# Unconstrained minimization algorithms

Consider the following quadratic unconstrained problem

$$
\begin{array}{lll}
\textrm{minimize}   & f(x) = \frac{1}{2}x^{T}Ax + b^{T}x + c & \\
\end{array}
$$

where $A$ is a symmetrix $n \times n$ matrix, $x,b \in \mathbb{R}^{n}$, and $c \in \mathbb{R}$.

$f$ is a $C^{\infty}$-function with

$$
\nabla f(x) = Ax + b \quad\text{and}\quad \nabla^{2} f(x) = A.
$$



- $f$ is convex $\iff A \succeq 0$ (positive semi-definite).
  - **Local minima are global for convex functions!**
- $f$ is strict convex $\iff A \succ 0$ (positive definite).
  - $A$ invertible and $x^{*} = -A^{-1}b$ is the **unique global minimum**.
- $A \nsucceq 0 \implies f$ has no local minima.

## Gradient methods

The general idea of gradient methods is
to find the minimum of an optimization problem of the form

$$
\begin{array}{lll}
\textrm{minimize} & f(x), & \\
\end{array}
$$

with $x \in \mathbb{R}^{n}$.

Many common solution strategies
choose from a **starting point** $x^{0} \in \mathbb{R}^{n}$
in each step $k = 0, 1, \ldots$ a scaled **descent direction** $\alpha^{k} d^{k}$
with $d^{k} \in \mathbb{R}^{n}$
and positive bounded **step size** $0 < \alpha^{k} < \delta$
with $\delta, \alpha^{k} \in \mathbb{R}$,
such that a new point

$$
x^{k + 1} = x^{k} + \alpha^{k} d^{k}, \quad k = 0, 1, \ldots
$$

is smaller than the previous one,
in other words:

$$
f(x^{k} + \alpha^{k} d^{k}) < f(x^{k}).
$$

According to **Taylor's theorem**,
close to a point $x^{k} \in \mathbb{R}^{n}$
a function $f \colon \mathbb{R}^{n} \to \mathbb{R}$
can be locally approximated by a linear

$$
\tilde{f}(x^{k} + \alpha^{k} d^{k}) := f(x^{k}) + \nabla f(x^{k})^{T}(\alpha^{k} d^{k})
$$

or quadratic function

$$
\tilde{f}(x^{k} + \alpha^{k} d^{k}) := f(x^{k}) + \nabla f(x^{k})^{T}(\alpha^{k} d^{k})
  + \frac{1}{2}(\alpha^{k} d^{k})^{T}\nabla^{2} f(x^{k})(\alpha^{k} d^{k}).
$$

From the second term of the linar Taylor approximation,
the property $f(x^{k} + \alpha^{k} d^{k}) < f(x^{k})$
can only be fulfilled, if $d^{k}$ is a **decent direction**:

$$
\nabla f(x^{k})^{T}d^{k} < 0.
$$

:::{note}

The most obvious choice for such a decent direction
is $d^{k} := -\nabla f(x^{k})$.
The repetitive application of this method is called
**gradient descent** or **steepest decent**.

$$
x^{k + 1} = x^{k} - \alpha^{k} \nabla f(x^{k}), \quad k = 0, 1, \ldots
$$

:::

A more sophisticated choice for the decent direction $d^{k}$
can be obtained from the quadratic Taylor approximation.

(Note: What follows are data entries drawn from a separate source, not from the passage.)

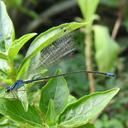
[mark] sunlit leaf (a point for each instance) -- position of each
(85, 109)
(14, 109)
(88, 8)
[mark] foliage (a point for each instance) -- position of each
(55, 107)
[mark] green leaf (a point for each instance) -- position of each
(88, 8)
(3, 56)
(6, 27)
(48, 37)
(4, 65)
(22, 96)
(87, 126)
(51, 114)
(18, 44)
(13, 108)
(57, 90)
(106, 49)
(85, 109)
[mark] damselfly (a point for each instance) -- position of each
(48, 56)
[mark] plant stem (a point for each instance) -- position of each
(88, 60)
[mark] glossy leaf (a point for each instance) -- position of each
(85, 109)
(13, 108)
(106, 49)
(87, 126)
(6, 27)
(22, 96)
(57, 90)
(18, 44)
(51, 114)
(48, 37)
(88, 8)
(4, 65)
(3, 56)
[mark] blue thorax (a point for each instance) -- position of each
(15, 86)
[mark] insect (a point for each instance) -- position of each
(48, 56)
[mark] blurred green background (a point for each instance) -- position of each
(40, 15)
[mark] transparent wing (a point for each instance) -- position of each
(51, 54)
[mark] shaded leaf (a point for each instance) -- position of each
(6, 27)
(57, 90)
(51, 114)
(85, 109)
(106, 49)
(3, 56)
(13, 108)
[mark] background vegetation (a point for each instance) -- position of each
(102, 45)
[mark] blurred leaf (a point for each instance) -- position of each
(13, 3)
(48, 37)
(3, 56)
(106, 49)
(4, 65)
(22, 95)
(86, 108)
(87, 126)
(57, 90)
(51, 114)
(13, 108)
(18, 44)
(6, 27)
(111, 3)
(88, 8)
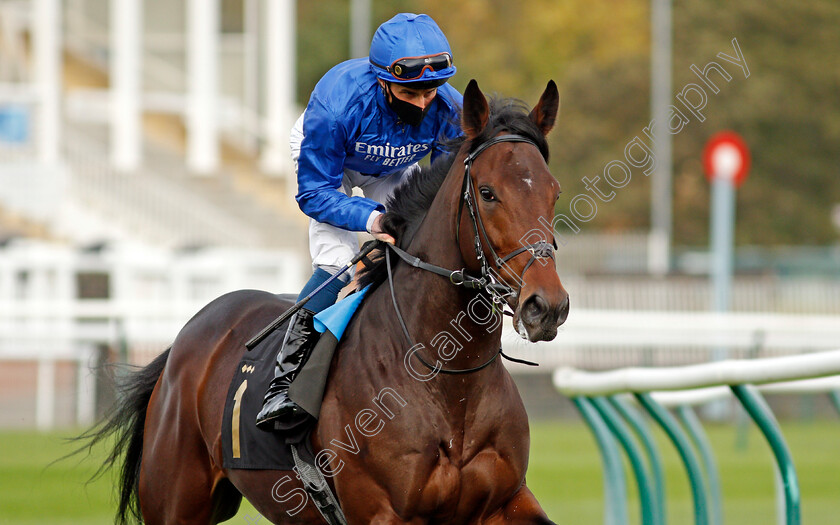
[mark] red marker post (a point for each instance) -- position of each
(727, 162)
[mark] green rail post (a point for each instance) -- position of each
(615, 489)
(683, 446)
(695, 431)
(648, 508)
(834, 395)
(642, 431)
(758, 410)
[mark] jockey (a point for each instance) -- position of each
(367, 124)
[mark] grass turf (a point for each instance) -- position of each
(564, 473)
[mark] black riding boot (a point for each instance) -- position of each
(297, 345)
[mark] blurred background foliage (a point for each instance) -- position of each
(788, 110)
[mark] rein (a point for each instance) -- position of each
(498, 291)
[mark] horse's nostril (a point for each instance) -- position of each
(564, 310)
(535, 309)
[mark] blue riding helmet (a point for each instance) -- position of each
(409, 49)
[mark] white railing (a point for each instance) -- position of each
(612, 338)
(61, 305)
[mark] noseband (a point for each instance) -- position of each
(498, 290)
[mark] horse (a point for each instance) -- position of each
(450, 441)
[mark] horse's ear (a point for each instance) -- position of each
(545, 112)
(476, 111)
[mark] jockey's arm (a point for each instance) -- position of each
(321, 171)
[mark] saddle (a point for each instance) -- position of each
(247, 447)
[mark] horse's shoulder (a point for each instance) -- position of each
(244, 303)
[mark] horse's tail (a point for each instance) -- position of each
(125, 423)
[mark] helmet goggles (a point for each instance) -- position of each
(412, 68)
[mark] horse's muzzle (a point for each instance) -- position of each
(539, 319)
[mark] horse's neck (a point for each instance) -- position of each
(434, 309)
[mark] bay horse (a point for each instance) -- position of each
(454, 446)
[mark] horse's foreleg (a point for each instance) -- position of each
(521, 509)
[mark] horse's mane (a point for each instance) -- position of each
(408, 205)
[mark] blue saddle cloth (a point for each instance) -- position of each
(244, 445)
(336, 318)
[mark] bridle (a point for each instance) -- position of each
(499, 291)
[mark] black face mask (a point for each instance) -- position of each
(406, 111)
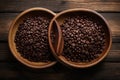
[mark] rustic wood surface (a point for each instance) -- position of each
(108, 69)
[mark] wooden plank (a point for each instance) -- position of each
(6, 55)
(59, 5)
(103, 71)
(112, 18)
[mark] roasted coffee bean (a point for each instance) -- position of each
(84, 38)
(32, 41)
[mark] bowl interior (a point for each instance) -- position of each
(14, 28)
(63, 15)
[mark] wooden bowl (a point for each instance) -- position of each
(12, 32)
(60, 17)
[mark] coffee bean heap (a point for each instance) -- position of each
(31, 39)
(84, 38)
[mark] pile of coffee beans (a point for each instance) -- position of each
(84, 38)
(32, 39)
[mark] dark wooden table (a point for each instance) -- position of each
(108, 69)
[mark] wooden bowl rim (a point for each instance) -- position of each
(65, 62)
(21, 59)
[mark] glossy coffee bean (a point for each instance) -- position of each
(84, 38)
(31, 39)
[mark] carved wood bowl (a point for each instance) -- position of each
(14, 27)
(59, 19)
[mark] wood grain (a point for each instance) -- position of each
(59, 5)
(6, 55)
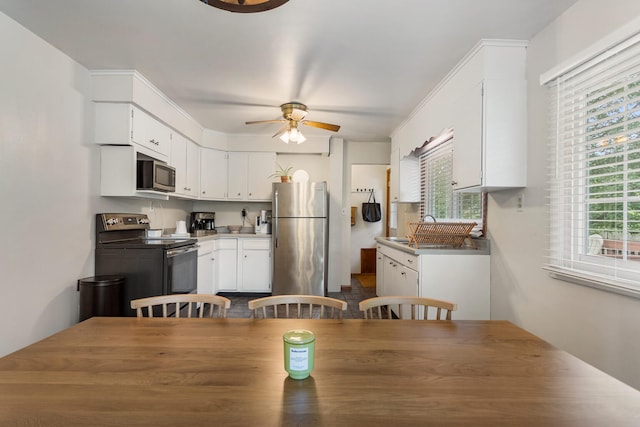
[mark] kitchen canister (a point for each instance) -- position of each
(299, 349)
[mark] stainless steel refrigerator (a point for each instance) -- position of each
(300, 238)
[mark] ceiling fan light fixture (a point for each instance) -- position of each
(293, 135)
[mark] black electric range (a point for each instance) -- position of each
(150, 266)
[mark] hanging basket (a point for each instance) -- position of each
(451, 234)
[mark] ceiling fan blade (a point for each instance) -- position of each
(265, 121)
(321, 125)
(281, 131)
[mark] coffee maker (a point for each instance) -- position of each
(203, 223)
(263, 222)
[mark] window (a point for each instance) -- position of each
(438, 198)
(595, 172)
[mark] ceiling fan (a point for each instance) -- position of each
(293, 114)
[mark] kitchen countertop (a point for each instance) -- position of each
(231, 236)
(483, 247)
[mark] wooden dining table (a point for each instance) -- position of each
(227, 372)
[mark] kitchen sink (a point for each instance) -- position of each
(398, 239)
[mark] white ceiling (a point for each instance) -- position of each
(362, 64)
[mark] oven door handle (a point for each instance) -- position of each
(175, 252)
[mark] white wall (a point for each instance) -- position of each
(363, 233)
(48, 188)
(599, 327)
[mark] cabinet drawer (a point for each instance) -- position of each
(404, 258)
(205, 248)
(226, 244)
(253, 243)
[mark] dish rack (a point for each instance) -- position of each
(439, 233)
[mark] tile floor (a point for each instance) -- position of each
(352, 296)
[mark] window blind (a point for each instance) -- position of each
(437, 195)
(594, 227)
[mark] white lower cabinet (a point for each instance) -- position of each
(242, 264)
(254, 265)
(205, 267)
(226, 261)
(459, 278)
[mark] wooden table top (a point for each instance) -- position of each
(179, 372)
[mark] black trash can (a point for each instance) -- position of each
(100, 296)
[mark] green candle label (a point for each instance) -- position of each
(299, 359)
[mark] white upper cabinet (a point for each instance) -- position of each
(249, 175)
(185, 157)
(237, 182)
(489, 137)
(261, 167)
(213, 174)
(125, 124)
(484, 100)
(405, 178)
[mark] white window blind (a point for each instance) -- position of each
(438, 198)
(595, 172)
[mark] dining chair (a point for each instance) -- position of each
(407, 308)
(217, 305)
(297, 306)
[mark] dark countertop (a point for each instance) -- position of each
(483, 247)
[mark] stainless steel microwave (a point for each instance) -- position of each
(155, 175)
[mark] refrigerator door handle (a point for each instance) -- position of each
(274, 218)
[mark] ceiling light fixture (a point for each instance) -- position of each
(245, 6)
(293, 134)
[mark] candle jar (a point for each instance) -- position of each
(299, 349)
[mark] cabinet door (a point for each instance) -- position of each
(407, 285)
(468, 140)
(150, 133)
(380, 274)
(255, 265)
(226, 265)
(261, 166)
(394, 184)
(185, 157)
(213, 174)
(205, 268)
(192, 169)
(179, 161)
(237, 177)
(389, 276)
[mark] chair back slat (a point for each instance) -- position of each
(295, 306)
(416, 307)
(214, 305)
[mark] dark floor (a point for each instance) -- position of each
(352, 296)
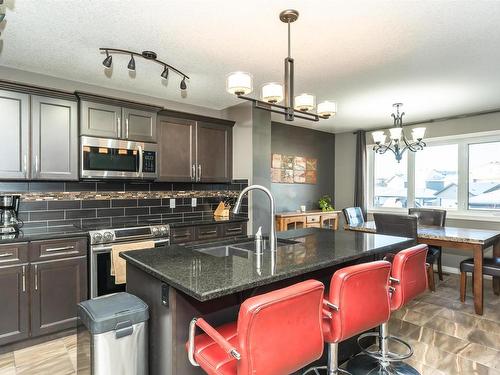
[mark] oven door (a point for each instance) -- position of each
(112, 158)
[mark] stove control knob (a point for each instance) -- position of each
(108, 236)
(96, 237)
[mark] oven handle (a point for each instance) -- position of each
(107, 248)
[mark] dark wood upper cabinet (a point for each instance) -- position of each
(194, 148)
(57, 287)
(14, 294)
(54, 139)
(214, 152)
(14, 128)
(176, 143)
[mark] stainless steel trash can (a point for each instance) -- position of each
(112, 336)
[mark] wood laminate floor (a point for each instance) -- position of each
(447, 337)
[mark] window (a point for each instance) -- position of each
(460, 173)
(436, 176)
(484, 176)
(390, 181)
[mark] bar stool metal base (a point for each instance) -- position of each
(363, 364)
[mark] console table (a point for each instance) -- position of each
(307, 219)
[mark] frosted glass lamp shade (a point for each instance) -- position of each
(418, 134)
(239, 83)
(327, 108)
(272, 92)
(305, 102)
(396, 133)
(379, 137)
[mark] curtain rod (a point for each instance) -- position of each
(439, 119)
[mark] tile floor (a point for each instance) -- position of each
(448, 338)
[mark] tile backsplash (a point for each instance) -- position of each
(91, 204)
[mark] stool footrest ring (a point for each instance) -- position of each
(390, 356)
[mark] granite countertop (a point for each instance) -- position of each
(43, 233)
(452, 234)
(205, 277)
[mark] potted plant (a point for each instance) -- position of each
(325, 203)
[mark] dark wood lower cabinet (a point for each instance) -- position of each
(14, 298)
(56, 288)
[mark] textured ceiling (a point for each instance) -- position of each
(437, 57)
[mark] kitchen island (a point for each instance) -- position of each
(181, 282)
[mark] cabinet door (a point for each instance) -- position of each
(214, 152)
(54, 139)
(14, 128)
(100, 120)
(139, 125)
(176, 150)
(56, 288)
(14, 317)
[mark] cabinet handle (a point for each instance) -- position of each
(59, 248)
(193, 172)
(24, 278)
(36, 276)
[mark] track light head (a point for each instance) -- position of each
(164, 74)
(108, 60)
(131, 63)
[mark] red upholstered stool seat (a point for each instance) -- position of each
(277, 333)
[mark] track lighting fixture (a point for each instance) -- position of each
(164, 74)
(108, 61)
(131, 63)
(148, 55)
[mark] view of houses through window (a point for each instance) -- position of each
(431, 177)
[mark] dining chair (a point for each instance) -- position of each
(353, 215)
(403, 226)
(435, 218)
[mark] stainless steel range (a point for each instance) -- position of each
(101, 243)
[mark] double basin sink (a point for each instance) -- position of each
(239, 247)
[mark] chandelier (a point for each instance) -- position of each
(398, 143)
(273, 93)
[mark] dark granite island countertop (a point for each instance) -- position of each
(205, 277)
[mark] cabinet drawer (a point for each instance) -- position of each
(207, 232)
(54, 249)
(182, 235)
(313, 219)
(234, 229)
(13, 254)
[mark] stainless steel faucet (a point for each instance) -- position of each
(272, 234)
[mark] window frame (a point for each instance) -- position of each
(462, 211)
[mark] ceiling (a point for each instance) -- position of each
(439, 58)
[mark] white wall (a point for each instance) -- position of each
(345, 144)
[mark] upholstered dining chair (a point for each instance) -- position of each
(403, 226)
(353, 215)
(435, 218)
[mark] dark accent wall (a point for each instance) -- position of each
(114, 203)
(297, 141)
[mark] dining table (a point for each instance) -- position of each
(467, 239)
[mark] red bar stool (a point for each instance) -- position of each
(277, 333)
(358, 301)
(408, 280)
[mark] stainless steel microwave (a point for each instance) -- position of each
(113, 158)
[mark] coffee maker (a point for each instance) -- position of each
(9, 214)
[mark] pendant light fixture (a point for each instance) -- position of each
(148, 55)
(301, 106)
(398, 143)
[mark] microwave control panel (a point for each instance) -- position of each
(149, 165)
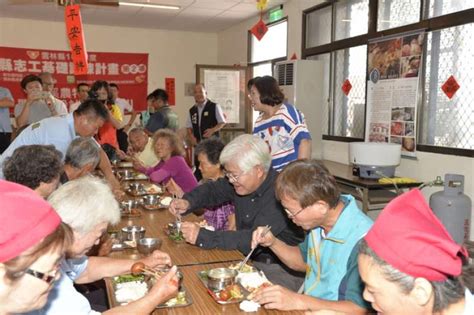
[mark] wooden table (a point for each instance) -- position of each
(203, 303)
(181, 253)
(370, 192)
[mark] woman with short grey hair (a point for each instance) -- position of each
(82, 157)
(89, 206)
(247, 151)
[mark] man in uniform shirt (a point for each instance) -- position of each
(60, 131)
(205, 119)
(6, 102)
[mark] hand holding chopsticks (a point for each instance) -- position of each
(261, 233)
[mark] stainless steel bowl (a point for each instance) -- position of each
(151, 201)
(128, 205)
(133, 233)
(147, 245)
(219, 278)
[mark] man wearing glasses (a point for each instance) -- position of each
(334, 226)
(250, 186)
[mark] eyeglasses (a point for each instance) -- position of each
(46, 277)
(232, 177)
(292, 215)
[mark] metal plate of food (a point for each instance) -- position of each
(229, 294)
(128, 288)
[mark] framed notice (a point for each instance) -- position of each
(394, 70)
(226, 86)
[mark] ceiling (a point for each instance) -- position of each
(194, 15)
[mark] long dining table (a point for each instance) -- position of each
(190, 260)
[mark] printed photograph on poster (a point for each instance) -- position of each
(223, 87)
(393, 69)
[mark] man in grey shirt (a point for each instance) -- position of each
(39, 104)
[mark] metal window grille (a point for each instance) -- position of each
(448, 122)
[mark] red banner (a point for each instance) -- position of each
(75, 33)
(128, 70)
(171, 90)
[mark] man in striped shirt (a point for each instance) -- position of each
(281, 126)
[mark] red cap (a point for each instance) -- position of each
(408, 236)
(25, 218)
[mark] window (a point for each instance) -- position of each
(332, 35)
(449, 52)
(352, 18)
(273, 45)
(395, 13)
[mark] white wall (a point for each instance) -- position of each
(232, 44)
(171, 53)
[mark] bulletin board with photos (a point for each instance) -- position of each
(394, 71)
(227, 86)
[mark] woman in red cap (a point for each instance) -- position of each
(411, 265)
(32, 242)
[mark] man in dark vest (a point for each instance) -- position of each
(204, 121)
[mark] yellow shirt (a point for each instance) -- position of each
(147, 156)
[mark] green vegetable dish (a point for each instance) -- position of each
(128, 278)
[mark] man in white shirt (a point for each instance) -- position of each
(124, 105)
(39, 104)
(48, 86)
(82, 93)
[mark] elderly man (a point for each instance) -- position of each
(82, 93)
(163, 117)
(88, 206)
(411, 265)
(141, 148)
(82, 157)
(250, 187)
(60, 131)
(35, 166)
(39, 104)
(334, 226)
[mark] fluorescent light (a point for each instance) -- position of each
(150, 5)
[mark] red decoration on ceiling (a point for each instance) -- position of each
(259, 29)
(450, 87)
(75, 34)
(346, 87)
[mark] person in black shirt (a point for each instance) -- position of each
(250, 187)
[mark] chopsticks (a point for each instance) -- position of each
(264, 232)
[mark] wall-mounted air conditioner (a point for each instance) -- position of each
(302, 83)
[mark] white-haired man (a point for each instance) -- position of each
(88, 206)
(82, 157)
(250, 187)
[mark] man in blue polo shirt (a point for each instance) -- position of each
(61, 130)
(334, 226)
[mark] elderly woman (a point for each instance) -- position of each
(281, 125)
(35, 166)
(411, 265)
(82, 157)
(88, 206)
(32, 241)
(169, 149)
(220, 217)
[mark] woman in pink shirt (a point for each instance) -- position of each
(169, 149)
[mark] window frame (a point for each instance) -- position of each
(428, 24)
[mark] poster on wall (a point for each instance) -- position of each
(128, 70)
(394, 65)
(223, 87)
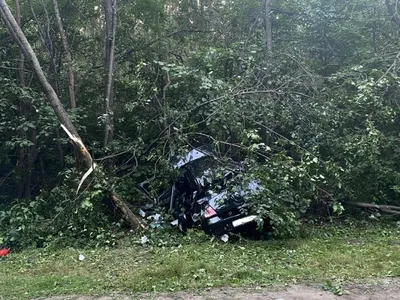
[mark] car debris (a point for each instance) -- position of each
(207, 193)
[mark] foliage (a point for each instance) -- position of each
(330, 255)
(316, 120)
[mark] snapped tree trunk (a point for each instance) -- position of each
(68, 56)
(51, 95)
(110, 9)
(268, 25)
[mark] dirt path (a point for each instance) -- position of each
(383, 289)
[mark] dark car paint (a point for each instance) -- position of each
(187, 198)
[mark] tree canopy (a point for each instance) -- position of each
(305, 92)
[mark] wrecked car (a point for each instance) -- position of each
(208, 193)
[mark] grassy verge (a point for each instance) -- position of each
(326, 254)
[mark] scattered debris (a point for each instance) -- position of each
(224, 238)
(144, 240)
(4, 251)
(207, 193)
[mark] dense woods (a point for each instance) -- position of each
(304, 92)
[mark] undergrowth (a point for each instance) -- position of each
(327, 254)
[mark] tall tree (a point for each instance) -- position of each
(68, 56)
(268, 25)
(110, 10)
(20, 38)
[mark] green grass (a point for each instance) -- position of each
(325, 255)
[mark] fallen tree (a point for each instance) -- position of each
(390, 209)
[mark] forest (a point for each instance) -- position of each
(96, 96)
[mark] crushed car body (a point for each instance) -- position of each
(208, 193)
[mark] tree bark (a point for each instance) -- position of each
(268, 25)
(21, 54)
(51, 95)
(110, 9)
(68, 56)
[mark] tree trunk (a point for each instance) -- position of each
(51, 95)
(392, 12)
(110, 9)
(68, 57)
(268, 25)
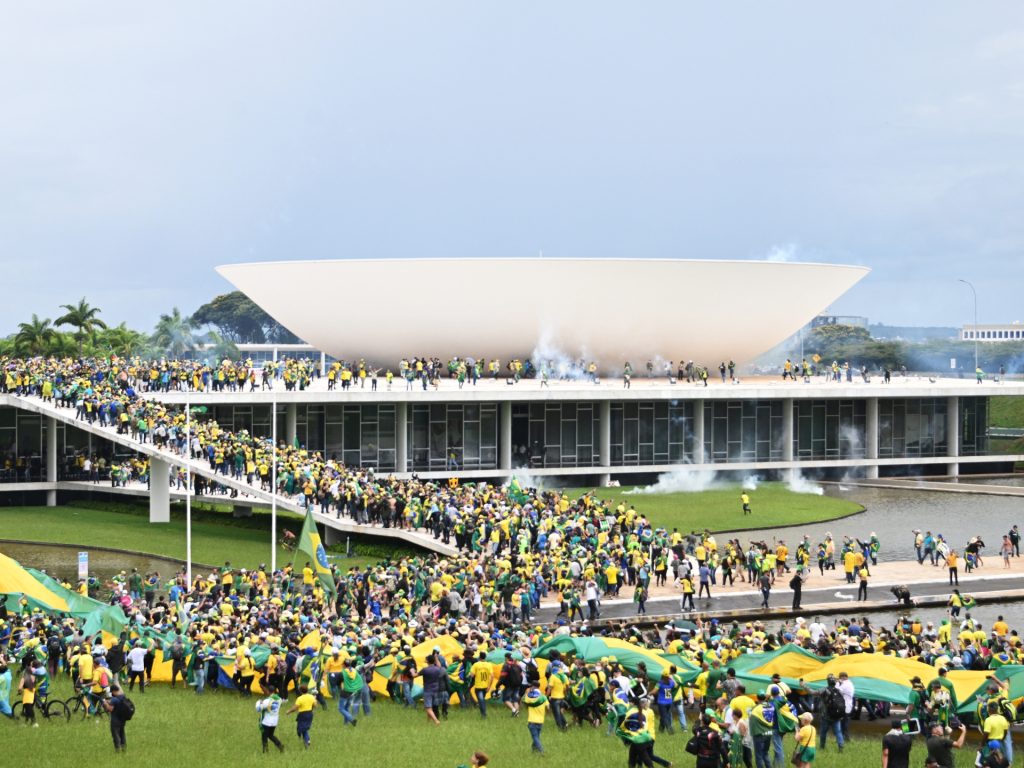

Like in the example from the introduction
this is a quadratic unconstrained problem
and it has a unique global minimum,
if the Hessian matrix is positive definte.

Thus deriving the quadratic Taylor approximation to $d^{k}$
choosing $\alpha^{k} = 1$, one obtains

$$
\nabla \tilde{f}(x^{k} + d^{k}) := \nabla f(x^{k}) + \nabla^{2} f(x^{k}) d^{k}.
$$

Finally, the decent direction $d^{k}$ is the solution of the following
linear system of equations:

$$
\nabla^{2} f(x^{k}) d^{k} = -\nabla f(x^{k})
$$

The repetitive application of this method is called **Newton's method**:

$$
x^{k + 1} = x^{k} - \alpha^{k} (\nabla^{2} f(x^{k}))^{-1} \nabla f(x^{k}), \quad k = 0, 1, \ldots
$$

:::{note}

So far the **step size** can be assumed as $\alpha^{k} = 1$.

:::